The nuclear freeze campaign began less than two years ago as an attempt to give the peace movement a concrete, attainable political goal that would also be a genuine first step toward the abolition of nuclear weapons. The people who conceived the freeze campaign hoped that in the vacuum created by the failure of SALT II and the Reagan administration's total disinterest in arms control a popular initiative backed by solid local organizing could emerge that would change the whole framework of the nuclear weapons debate. A timeline and general strategy was developed that called for beginning the freeze campaign locally and taking it to Congress only after hometown support had been organized and sufficient national momentum generated.

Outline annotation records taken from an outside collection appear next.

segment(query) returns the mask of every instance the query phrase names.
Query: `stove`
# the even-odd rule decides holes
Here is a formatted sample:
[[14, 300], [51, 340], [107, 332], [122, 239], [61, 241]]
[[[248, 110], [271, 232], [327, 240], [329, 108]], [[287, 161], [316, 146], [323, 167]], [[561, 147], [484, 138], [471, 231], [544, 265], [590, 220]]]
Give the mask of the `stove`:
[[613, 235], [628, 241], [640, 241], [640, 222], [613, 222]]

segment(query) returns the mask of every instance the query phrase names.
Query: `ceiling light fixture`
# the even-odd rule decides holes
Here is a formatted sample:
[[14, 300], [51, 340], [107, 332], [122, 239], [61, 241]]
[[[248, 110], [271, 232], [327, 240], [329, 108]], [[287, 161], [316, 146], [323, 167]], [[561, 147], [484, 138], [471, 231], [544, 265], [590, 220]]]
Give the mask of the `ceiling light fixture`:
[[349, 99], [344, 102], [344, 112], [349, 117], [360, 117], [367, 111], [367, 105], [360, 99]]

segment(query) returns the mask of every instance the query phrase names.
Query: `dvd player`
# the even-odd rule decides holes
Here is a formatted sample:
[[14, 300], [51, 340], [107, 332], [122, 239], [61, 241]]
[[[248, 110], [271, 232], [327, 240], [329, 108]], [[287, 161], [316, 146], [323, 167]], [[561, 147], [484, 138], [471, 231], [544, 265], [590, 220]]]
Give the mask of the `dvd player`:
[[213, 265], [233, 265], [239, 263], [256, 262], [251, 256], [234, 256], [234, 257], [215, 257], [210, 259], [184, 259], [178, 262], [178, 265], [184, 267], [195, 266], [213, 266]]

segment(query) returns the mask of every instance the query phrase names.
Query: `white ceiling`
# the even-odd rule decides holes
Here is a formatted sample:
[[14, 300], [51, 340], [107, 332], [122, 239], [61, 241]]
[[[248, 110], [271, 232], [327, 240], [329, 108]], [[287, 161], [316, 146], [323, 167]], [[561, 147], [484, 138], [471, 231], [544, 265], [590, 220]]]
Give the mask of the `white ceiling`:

As the headlines of the last two months attest, the strategy is working. The freeze campaign has, at least for now, set the terms for public discussion of nuclear disarmament. And rather than the freeze campaign going to Congress, Congress has come to the freeze campaign.
The momentum in Congress began after the February holiday recess when many congresspeople found themselves bombarded with questions from their constituents about nuclear arms control and the freeze. In Massachusetts pressure was so great that Edward Kennedy saw a bandwagon in the making and jumped on board by introducing, with Mark Hatfield of Oregon, a non-binding resolution that incorporated the language of the freeze campaign's "Call to Halt the Nuclear Arms Race." The resolution has already enlisted 19 co-sponsors in the Senate and 150 in the House.
The freeze campaign has made nuclear weapons a front-burner political issue that the Reagan administration cannot ignore. The response of Reagan and his allies has proceeded on two simultaneous though contradictory tracks.